Sus dos pilares fueron:

  • Conciencia compartida: Una transparencia radical. Celebraba una reunión diaria de operaciones (O&I) por videoconferencia a la que se conectaban miles de personas de distintas agencias y rangos. El objetivo era que todos tuvieran el máximo contexto posible, que vieran el tablero de juego completo, no solo su pequeña parcela.
  • Empoderamiento para ejecutar: Una vez que los equipos compartían el mismo contexto y entendían la intención del comandante, se les daba la autoridad para tomar decisiones en tiempo real, sin pedir permiso a la cadena de mando.

El líder pasa de ser un jugador de ajedrez que mueve las piezas a ser un jardinero. Su labor es cuidar el ecosistema: abonar la confianza, podar los silos, regar con información y asegurarse de que todos los elementos de la red puedan interactuar de forma fluida.

Fortalezas del modelo McChrystal

La principal ventaja es una adaptabilidad y una velocidad de respuesta brutales. Las decisiones se toman donde reside la información, eliminando el cuello de botella del mando central. Este modelo fomenta una cultura de iniciativa y responsabilidad en todos los niveles, lo que dispara el compromiso del equipo. La organización se vuelve resiliente; si un equipo falla o es eliminado, la red se reconfigura y sigue operando. Es una filosofía que ha saltado del campo de batalla a empresas que operan en mercados volátiles.

Limitaciones y críticas habituales

El modelo de Equipo de equipos no es gratis. Requiere una inversión masiva y constante en comunicación para mantener esa conciencia compartida. La transparencia radical asusta a muchas culturas corporativas, acostumbradas a que la información es poder. Además, delegar la ejecución implica aceptar un cierto nivel de riesgo. Un equipo autónomo puede cometer un error grave. El líder renuncia al control directo, y eso es un salto de fe que no todos los directivos están dispuestos a dar. Aplicar este modelo a un proceso predecible y repetitivo sería un caos ineficiente.

¿Jobs o McChrystal? Cuál leer primero según tu situación

La elección entre estos dos modelos no es una cuestión de preferencia personal. Es una decisión estratégica que depende de tu contexto, tu equipo y tu mercado.

Lee «El camino de Steve Jobs» si…

Tu principal campo de batalla es la excelencia del producto.
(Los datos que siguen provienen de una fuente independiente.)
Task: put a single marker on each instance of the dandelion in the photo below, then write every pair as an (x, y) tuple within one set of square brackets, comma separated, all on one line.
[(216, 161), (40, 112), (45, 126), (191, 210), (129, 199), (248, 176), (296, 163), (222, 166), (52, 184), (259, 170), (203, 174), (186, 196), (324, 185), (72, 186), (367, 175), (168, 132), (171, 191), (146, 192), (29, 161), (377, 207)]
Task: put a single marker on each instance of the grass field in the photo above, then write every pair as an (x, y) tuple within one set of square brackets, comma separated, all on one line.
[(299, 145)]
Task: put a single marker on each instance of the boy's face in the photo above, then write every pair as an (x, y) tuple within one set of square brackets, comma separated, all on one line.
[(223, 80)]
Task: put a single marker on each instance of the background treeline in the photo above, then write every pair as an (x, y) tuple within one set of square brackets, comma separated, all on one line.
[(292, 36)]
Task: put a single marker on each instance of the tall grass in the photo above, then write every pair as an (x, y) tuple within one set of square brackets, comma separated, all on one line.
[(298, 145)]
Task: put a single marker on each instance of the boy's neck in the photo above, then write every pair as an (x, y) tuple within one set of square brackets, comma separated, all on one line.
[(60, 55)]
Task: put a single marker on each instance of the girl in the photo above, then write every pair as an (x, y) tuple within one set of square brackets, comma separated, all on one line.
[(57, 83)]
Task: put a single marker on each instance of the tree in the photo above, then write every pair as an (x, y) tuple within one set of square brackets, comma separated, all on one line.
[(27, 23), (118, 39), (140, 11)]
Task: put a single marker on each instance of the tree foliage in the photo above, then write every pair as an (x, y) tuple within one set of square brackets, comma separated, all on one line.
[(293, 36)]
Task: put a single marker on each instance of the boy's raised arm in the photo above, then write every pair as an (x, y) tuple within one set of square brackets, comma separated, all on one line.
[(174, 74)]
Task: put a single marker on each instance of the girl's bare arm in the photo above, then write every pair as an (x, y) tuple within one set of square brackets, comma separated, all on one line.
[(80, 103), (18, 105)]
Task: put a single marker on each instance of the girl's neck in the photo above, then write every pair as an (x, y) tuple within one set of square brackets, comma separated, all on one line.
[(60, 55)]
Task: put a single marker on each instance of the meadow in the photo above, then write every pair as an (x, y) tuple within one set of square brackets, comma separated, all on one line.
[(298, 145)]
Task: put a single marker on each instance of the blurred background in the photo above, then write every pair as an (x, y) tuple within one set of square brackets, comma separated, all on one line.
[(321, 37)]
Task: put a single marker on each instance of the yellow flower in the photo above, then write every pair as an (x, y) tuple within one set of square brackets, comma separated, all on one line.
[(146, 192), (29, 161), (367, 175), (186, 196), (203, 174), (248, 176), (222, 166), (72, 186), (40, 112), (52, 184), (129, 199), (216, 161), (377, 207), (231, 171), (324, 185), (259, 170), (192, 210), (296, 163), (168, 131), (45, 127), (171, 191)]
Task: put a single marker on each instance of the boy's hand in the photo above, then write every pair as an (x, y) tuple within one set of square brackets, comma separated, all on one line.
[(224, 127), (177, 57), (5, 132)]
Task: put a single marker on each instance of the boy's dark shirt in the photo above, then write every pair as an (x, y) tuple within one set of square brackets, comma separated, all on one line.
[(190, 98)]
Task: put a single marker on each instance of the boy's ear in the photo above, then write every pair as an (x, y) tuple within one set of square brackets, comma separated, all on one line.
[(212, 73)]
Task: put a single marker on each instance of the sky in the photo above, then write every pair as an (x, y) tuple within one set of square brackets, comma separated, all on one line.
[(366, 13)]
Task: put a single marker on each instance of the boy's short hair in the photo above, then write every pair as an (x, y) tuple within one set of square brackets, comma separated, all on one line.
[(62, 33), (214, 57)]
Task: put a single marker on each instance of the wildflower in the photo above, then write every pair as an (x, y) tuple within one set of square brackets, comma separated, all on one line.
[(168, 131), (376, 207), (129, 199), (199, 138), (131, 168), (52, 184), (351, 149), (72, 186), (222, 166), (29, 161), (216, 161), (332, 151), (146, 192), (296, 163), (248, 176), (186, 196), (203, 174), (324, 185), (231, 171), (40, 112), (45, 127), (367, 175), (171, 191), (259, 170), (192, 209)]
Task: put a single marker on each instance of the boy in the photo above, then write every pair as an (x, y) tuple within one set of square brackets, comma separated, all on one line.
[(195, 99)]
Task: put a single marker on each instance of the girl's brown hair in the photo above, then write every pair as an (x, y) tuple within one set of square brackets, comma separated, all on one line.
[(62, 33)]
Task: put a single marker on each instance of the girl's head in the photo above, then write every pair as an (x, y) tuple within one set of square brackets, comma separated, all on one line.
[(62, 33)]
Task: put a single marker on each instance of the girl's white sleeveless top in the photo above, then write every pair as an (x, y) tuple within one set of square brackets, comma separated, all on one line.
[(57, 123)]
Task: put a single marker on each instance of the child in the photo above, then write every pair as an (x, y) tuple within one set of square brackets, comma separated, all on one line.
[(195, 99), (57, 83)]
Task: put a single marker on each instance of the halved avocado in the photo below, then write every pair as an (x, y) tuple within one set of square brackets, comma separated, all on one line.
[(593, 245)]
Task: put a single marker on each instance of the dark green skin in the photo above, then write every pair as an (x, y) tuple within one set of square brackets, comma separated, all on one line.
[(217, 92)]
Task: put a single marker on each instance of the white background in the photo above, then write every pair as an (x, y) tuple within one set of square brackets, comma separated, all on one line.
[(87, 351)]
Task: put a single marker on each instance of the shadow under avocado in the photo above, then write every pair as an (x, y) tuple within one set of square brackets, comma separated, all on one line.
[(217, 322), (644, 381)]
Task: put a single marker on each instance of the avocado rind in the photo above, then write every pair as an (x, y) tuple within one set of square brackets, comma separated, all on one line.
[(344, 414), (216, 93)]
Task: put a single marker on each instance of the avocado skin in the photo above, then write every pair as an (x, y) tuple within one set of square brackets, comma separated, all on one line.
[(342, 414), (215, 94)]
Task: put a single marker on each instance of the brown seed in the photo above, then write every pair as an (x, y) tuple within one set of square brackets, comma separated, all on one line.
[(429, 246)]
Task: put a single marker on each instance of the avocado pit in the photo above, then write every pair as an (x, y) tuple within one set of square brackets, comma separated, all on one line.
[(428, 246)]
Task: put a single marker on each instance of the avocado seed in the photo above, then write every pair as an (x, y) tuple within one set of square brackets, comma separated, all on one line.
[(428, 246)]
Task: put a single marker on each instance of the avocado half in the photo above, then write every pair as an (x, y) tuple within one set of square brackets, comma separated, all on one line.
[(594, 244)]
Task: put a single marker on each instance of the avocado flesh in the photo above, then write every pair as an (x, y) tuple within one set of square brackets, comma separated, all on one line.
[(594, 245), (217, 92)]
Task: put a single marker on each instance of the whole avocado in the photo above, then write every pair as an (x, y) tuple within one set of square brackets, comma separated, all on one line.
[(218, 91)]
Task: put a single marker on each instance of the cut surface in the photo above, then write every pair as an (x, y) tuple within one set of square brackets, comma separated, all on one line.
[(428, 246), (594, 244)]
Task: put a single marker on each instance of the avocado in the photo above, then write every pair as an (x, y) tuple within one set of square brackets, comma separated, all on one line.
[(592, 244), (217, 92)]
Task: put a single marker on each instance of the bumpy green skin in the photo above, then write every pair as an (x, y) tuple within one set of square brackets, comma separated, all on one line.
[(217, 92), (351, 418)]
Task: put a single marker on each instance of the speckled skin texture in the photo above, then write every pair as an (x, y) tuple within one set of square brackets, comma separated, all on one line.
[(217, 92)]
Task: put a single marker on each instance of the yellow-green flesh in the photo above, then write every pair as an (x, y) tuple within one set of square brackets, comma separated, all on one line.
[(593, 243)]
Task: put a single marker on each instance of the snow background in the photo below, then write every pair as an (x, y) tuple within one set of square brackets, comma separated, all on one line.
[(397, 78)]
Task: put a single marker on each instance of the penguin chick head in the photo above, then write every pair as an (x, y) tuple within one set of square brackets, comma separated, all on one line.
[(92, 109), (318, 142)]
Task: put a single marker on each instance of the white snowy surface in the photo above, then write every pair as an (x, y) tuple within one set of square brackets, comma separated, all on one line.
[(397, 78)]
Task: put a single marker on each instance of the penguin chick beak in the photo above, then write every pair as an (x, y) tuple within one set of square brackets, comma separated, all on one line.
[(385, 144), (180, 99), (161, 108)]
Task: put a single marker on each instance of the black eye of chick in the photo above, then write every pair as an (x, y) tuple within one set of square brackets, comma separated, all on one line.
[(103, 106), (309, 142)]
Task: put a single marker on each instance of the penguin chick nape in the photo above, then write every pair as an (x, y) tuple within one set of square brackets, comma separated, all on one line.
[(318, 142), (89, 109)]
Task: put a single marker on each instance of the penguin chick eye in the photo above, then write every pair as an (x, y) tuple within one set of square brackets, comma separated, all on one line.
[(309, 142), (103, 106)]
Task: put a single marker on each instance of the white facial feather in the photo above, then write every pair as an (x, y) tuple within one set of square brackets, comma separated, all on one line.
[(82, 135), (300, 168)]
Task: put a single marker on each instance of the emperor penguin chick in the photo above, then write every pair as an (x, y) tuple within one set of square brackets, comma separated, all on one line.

Si estás en una startup o lideras una unidad de negocio donde una visión de usuario única y una ejecución impecable son tu única ventaja, necesitas los principios de El camino de Steve Jobs. Léelo si sientes que tu organización se ha vuelto lenta, complaciente y ha perdido el foco en lo que de verdad importa al cliente. Te dará argumentos para recentralizar el poder en la visión del producto y para elevar el listón de la exigencia.

Pero ten cuidado. El objetivo no es convertirte en un clon de Steve Jobs. Es absorber sus principios de simplicidad, foco y calidad. Para no destruir a tu equipo en el proceso, equilibra su lectura con libros sobre resiliencia mental como Grit: el poder de la pasión y la perseverancia o El obstáculo es el camino.

Lee «Equipo de equipos» si…

Tu principal desafío es la adaptabilidad. Si diriges una organización grande que se siente burocrática y desconectada de la realidad del mercado, o si tu entorno es tan volátil que el plan de ayer ya no sirve hoy, entonces tu libro es Equipo de equipos. Es la guía para pasar de ser quien da todas las respuestas a ser quien construye un sistema para que las respuestas emerjan del propio equipo. Te enseñará a romper silos, a fomentar la confianza y a liderar a través del contexto en lugar del control.

Pero ten cuidado. La confianza y la transparencia no se pueden imponer. Exigen que el líder sea el primero en ser vulnerable y transparente. No puedes pedir a tu equipo que tome la iniciativa si al primer error les caes encima. Empezar este camino es un compromiso a largo plazo.

Al final, el liderazgo no es un disfraz. No se trata de actuar como un genio visionario o como un general empoderador. Se trata de hacer un diagnóstico honesto de tu realidad. La pregunta clave no es "¿qué tipo de líder quiero ser?", sino "¿qué sistema operativo necesita mi equipo, ahora mismo, para ganar?". La respuesta determinará si tu futuro se parece más al de Apple o al de sus competidores olvidados.